The preoperative and postoperative RNFL of patients in the renal transplantation group was thinner than that in the control group, though all values were within the normal reference range [28]. One patient had increased IOP in both eyes after phacoemulsification but did not present before surgery. This complication was caused by an imbalance between the generation and discharge of atrial water at the trabecular mesh in patients who used hormones for a long time [29]. This patient had increased IOP at the 6-month follow-up after surgery; we believe that this was not related to surgery, but rather to the increased resistance to outflow of the aqueous humor caused by long-term use of glucocorticoids [30]. Through the timely intervention of IOP, the patient’s visual function was not seriously damaged. In addition, no corneal or macular cystoid edema was observed. No severe anterior chamber inflammatory reactions after phacoemulsification occurred in either group, and no special treatment such as intravenous steroid anti-inflammatory therapy or continuous subconjunctival injection of anti-inflammatory drugs was administered. Therefore, we believe that phacoemulsification combined with IOL implantation is generally safe for patients following renal transplantation.

For patients with post-transplantation, we primarily chose to implant a single-focal IOL with a single function but definite efficacy. This was because of the general instability of their general condition, as well as the lack of literature reports on postoperative efficacy and long-term complications of this procedure in these patients. However, patients receiving these implants are usually young and have high visual quality requirements; therefore, an increasing number of patients prefer multi-focal IOL. Our study confirmed that phacoemulsification combined with IOL implantation is generally safe and effective in patients with cataracts after renal transplantation under the premise of proper IOP management. The incidence of complications, such as postoperative capsular organization, turbidity, and the incidence of Nd: YAG laser capsulotomy, is greatly reduced. Moreover, severe IOL deviations are rare in these patients after phacoemulsification, which avoids adverse visual experiences such as glare caused by the projection of multi-focal lens diffraction rings when external light enters the eye [31, 32]. However, the influence of hormonal drugs on the occurrence of glaucoma should be considered, and regular follow-ups are required to monitor IOP after surgery.

This study inevitably has some limitations. Owing to the capsulorhexis method we used being artificial continuous circular capsulorhexis, there will be some errors. In our future studies, we will use femtosecond laser-assisted capsulotomy to ensure the consistency of the capsulorhexis area during the operation, so that the postoperative capsulorhexis area can more accurately reflect the postoperative capsular organization and contraction.
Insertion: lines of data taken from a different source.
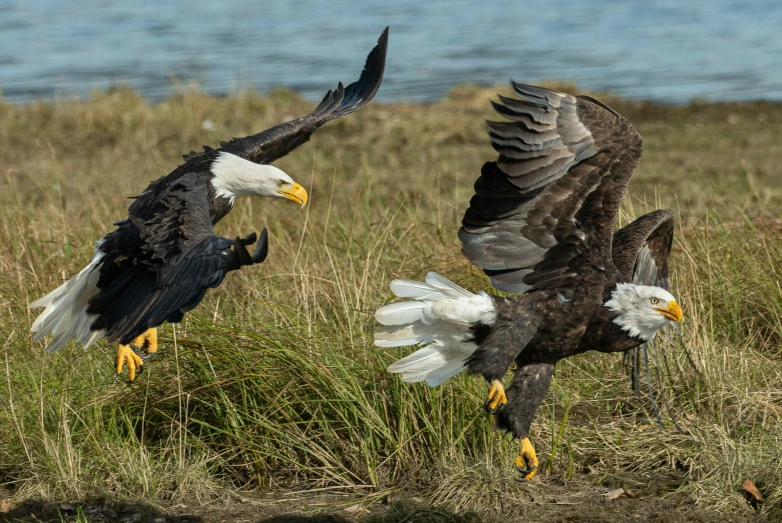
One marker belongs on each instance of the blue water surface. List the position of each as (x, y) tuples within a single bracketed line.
[(663, 50)]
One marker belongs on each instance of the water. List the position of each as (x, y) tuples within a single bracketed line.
[(671, 51)]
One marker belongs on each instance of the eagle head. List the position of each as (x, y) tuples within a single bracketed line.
[(233, 176), (642, 309)]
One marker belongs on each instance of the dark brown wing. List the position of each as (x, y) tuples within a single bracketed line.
[(278, 141), (640, 254), (641, 249), (547, 206), (157, 269)]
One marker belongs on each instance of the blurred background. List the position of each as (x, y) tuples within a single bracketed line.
[(663, 50)]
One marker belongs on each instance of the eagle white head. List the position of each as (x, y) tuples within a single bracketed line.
[(234, 176), (643, 309)]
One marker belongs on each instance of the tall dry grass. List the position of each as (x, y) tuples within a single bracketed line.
[(273, 381)]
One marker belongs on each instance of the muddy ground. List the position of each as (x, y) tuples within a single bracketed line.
[(540, 503)]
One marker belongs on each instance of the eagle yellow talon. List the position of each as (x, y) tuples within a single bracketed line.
[(496, 397), (127, 355), (527, 461)]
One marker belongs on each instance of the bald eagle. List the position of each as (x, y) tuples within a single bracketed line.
[(158, 263), (541, 225)]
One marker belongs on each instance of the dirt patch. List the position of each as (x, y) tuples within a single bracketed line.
[(545, 503)]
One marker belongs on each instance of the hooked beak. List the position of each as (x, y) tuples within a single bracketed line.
[(296, 193), (673, 312)]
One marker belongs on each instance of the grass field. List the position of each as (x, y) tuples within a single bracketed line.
[(273, 384)]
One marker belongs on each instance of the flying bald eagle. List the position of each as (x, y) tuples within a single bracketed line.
[(158, 263), (541, 224)]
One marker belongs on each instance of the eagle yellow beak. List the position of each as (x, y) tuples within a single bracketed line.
[(295, 193), (673, 312)]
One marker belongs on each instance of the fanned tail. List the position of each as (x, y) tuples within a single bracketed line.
[(439, 316), (65, 315)]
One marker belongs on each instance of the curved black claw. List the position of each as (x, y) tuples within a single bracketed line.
[(142, 354), (249, 239), (261, 250), (524, 473), (491, 410)]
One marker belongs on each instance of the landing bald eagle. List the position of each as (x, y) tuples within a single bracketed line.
[(541, 224), (158, 263)]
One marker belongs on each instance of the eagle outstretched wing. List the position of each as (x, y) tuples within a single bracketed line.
[(550, 201), (274, 143), (165, 272)]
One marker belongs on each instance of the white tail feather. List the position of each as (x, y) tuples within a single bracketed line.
[(441, 315), (65, 315)]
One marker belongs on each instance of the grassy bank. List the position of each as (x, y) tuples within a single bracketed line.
[(273, 382)]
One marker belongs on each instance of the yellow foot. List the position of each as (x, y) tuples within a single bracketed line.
[(527, 461), (128, 355), (496, 397)]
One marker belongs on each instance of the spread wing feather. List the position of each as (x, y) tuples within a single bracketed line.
[(274, 143), (547, 205), (640, 250)]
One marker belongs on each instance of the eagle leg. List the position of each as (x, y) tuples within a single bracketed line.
[(496, 399), (527, 461), (130, 356)]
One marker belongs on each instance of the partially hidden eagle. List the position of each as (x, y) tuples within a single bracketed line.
[(158, 263), (541, 225)]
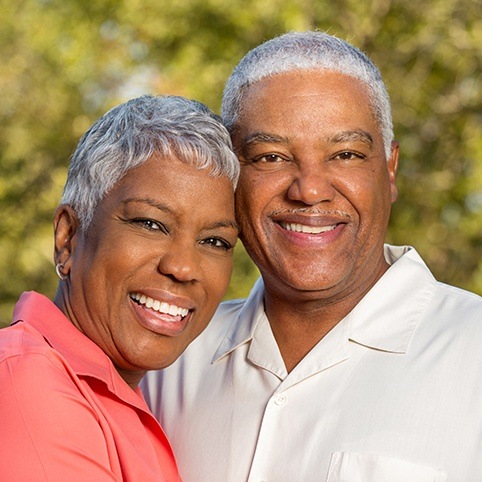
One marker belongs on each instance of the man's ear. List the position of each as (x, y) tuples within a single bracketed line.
[(66, 233), (392, 170)]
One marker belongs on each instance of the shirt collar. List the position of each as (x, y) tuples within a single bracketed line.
[(384, 319), (83, 355), (248, 318)]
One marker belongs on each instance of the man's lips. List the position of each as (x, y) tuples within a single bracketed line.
[(303, 228)]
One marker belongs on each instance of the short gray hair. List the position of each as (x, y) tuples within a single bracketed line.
[(307, 51), (129, 134)]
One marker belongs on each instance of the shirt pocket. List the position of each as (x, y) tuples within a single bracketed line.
[(357, 467)]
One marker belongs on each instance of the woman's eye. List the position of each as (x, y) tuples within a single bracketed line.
[(150, 225), (217, 243), (269, 158)]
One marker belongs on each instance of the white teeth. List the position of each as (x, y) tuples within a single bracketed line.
[(161, 307), (301, 228)]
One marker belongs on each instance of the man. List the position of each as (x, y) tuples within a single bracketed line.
[(348, 361)]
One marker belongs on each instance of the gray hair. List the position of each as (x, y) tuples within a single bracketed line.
[(129, 134), (307, 51)]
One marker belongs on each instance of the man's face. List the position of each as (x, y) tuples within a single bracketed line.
[(315, 192)]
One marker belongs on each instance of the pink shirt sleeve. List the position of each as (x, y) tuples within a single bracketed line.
[(48, 430)]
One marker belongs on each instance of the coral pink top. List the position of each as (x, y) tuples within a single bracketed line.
[(66, 414)]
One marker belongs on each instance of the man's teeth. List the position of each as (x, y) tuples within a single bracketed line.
[(301, 228), (159, 306)]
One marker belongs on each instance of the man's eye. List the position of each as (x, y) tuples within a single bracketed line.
[(217, 243), (348, 156)]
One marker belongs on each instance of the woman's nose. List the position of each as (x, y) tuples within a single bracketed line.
[(181, 262)]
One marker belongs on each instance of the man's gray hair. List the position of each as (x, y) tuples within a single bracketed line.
[(129, 134), (307, 51)]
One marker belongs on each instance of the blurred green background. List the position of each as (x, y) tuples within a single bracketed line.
[(65, 62)]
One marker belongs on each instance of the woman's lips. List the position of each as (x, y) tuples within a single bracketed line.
[(159, 316)]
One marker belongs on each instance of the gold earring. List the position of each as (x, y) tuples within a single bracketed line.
[(58, 267)]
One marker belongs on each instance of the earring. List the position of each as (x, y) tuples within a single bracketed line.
[(58, 267)]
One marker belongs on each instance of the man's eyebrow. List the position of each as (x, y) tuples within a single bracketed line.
[(356, 135), (263, 137)]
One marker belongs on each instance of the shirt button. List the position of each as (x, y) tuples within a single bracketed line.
[(280, 399)]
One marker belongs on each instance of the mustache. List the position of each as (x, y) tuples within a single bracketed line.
[(311, 211)]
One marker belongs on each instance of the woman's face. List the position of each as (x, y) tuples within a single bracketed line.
[(148, 274)]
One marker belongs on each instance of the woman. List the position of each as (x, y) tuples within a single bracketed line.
[(144, 239)]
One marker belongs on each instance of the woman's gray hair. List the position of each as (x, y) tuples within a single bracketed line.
[(307, 51), (129, 134)]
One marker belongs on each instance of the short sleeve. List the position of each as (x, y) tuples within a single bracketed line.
[(50, 430)]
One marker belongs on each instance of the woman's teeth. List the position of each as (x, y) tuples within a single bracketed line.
[(159, 306)]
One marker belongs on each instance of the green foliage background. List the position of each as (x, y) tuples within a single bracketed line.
[(65, 62)]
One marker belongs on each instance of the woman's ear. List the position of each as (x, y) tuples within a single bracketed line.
[(66, 233)]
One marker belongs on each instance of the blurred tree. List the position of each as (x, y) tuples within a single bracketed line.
[(64, 62)]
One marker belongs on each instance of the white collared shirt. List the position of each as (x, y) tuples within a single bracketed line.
[(392, 393)]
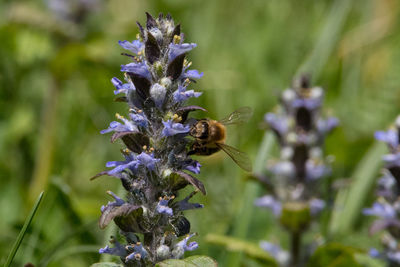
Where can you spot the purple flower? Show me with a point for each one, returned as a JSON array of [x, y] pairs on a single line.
[[172, 128], [394, 256], [284, 168], [383, 210], [135, 46], [392, 160], [178, 49], [269, 202], [308, 103], [139, 119], [315, 171], [137, 68], [193, 166], [316, 206], [325, 126], [115, 126], [162, 206], [157, 93], [276, 252], [183, 244], [390, 137], [185, 205], [118, 201], [147, 160], [129, 163], [181, 94], [192, 74], [374, 253], [122, 87], [139, 252], [278, 123]]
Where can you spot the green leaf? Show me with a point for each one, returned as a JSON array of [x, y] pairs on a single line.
[[367, 261], [295, 216], [237, 245], [23, 231], [349, 202], [334, 255], [106, 264], [193, 261], [243, 219]]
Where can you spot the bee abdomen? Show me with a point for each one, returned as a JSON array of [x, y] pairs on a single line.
[[217, 132]]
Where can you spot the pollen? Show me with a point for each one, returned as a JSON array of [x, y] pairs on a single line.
[[177, 39]]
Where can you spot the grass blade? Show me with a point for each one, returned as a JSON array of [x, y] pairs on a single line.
[[23, 231], [350, 201], [251, 191]]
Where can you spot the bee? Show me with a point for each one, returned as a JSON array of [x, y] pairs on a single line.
[[210, 137]]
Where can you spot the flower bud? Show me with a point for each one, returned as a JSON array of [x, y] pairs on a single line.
[[157, 93]]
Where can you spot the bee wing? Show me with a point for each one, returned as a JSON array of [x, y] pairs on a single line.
[[240, 115], [239, 157]]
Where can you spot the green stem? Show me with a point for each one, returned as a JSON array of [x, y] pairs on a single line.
[[243, 219], [23, 231], [295, 248]]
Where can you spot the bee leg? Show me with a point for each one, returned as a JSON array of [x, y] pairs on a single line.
[[202, 150]]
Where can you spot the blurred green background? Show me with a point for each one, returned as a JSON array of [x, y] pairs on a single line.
[[55, 96]]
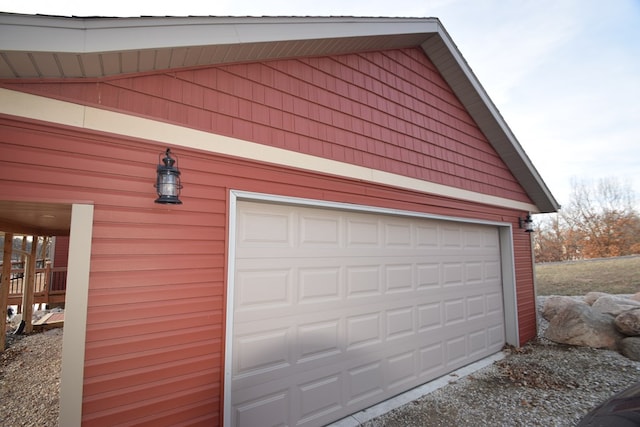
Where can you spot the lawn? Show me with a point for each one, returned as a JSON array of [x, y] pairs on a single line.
[[612, 275]]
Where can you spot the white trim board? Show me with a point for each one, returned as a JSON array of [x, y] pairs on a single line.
[[36, 107], [508, 289]]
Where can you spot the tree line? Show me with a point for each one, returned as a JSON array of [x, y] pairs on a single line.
[[599, 221]]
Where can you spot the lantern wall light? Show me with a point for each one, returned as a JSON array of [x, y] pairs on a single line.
[[168, 181], [526, 223]]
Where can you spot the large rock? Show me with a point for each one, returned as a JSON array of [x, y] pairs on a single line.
[[629, 322], [592, 297], [555, 304], [614, 306], [630, 347], [579, 324]]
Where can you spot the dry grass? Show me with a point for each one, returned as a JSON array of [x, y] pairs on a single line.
[[611, 275]]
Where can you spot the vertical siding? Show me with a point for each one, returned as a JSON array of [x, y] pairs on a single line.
[[155, 322], [388, 110]]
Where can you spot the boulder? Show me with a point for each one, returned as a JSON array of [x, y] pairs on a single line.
[[612, 305], [630, 348], [554, 304], [629, 322], [579, 324], [592, 297]]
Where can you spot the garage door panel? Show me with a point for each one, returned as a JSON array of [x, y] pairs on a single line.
[[335, 311]]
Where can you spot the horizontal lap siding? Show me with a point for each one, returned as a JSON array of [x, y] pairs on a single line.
[[388, 110], [155, 321], [155, 316]]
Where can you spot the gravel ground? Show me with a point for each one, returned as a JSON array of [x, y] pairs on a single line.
[[540, 384], [30, 380]]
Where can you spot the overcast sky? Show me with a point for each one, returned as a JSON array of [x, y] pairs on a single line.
[[565, 74]]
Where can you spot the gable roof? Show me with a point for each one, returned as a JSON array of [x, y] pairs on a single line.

Besides, we will further conduct prospective studies to collect baseline data on the dry eye before surgery to better analyze the postoperative dry eye conditions of the two groups.

In conclusion, the type of lens opacity in patients after renal transplantation was mostly posterior subcapsular. Postoperative visual acuity recovered well, and the incidence of postoperative complications such as capsular opacification and the incidence of a requirement of Nd: YAG laser capsulotomy was lower. Our study suggests that phacoemulsification combined with IOL implantation is safe and effective, and that patients with cataracts after renal transplantation can be considered for implantation of multi-focal IOL under the condition of regular postoperative follow-up. This provides a reference for clinicians on IOL selection for similar patients.